Sabiendo Jesús que los hombres estaban cansados y que habían
perdido toda fe en que la lucha por mejorar el mundo tuviera un sentido, y que
los eclesiásticos proponían la experiencia de la belleza como único camino para
llevar las gentes hasta el Dios perdido, subió a la montaña, donde se había
congregado una gran multitud, y les enseñaba diciendo:
Preciosos los que optan por los pobres, porque
transparentan el proyecto de Dios para este mundo.

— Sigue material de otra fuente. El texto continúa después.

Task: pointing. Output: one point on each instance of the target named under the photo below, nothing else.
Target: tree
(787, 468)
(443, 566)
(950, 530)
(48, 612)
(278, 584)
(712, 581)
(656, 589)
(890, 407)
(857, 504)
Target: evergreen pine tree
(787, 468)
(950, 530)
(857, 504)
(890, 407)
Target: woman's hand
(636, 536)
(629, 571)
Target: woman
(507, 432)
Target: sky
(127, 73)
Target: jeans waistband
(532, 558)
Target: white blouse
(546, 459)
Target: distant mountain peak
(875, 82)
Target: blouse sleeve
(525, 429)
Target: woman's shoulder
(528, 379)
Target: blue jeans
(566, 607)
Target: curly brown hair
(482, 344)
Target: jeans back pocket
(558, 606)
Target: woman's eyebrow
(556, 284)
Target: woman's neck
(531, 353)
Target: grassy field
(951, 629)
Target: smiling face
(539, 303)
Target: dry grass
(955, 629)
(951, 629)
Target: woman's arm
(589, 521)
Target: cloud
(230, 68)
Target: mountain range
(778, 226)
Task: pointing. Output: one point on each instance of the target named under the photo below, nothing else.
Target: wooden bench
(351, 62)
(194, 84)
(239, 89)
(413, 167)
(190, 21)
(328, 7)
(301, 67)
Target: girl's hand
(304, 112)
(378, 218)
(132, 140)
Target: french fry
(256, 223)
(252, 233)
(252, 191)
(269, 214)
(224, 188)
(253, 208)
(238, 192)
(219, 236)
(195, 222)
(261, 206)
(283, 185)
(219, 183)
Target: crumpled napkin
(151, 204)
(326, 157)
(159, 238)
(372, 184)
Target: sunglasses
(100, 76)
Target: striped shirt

Preciosos los no violentos porque, a la larga, salvarán la belleza de la tierra.
Preciosos los que se afligen por el estado de
este mundo, en lugar de cerrar los ojos a él.
Hermosos como pocos los que tienen hambre y sed
de justicia porque, al buscarla, se saciarán de una belleza escondida, superior
a toda la belleza creada.
Bellísimos los misericordiosos porque están
alcanzando la belleza misma de Dios.
Espléndidos los limpios de corazón porque
encontrarán a Dios sin necesidad de buscarlo a su pequeña medida.
Maravillosos los hacedores de paz, porque llevan la
impronta admirable de su Padre Dios, aún más que la naturaleza.
Resplandecientes, absolutamente resplandecientes, los
que padecen persecución por la justicia, porque les aseguro que ni el genio de
Mozart, ni la paleta de Velázquez, ni Salomón en toda su gloria, han logrado
revestir lo humano de acordes y de esplendores tan brillantes.
Por eso les digo simplemente: contémplenlos y quedarán radiantes, y
entonces me hallarán a Mí, aunque no lo sepan.
Cuando Jesús
acabó de hablar, las gentes se maravillaban porque no hablaba como los
canonistas ni como los profesores de teología.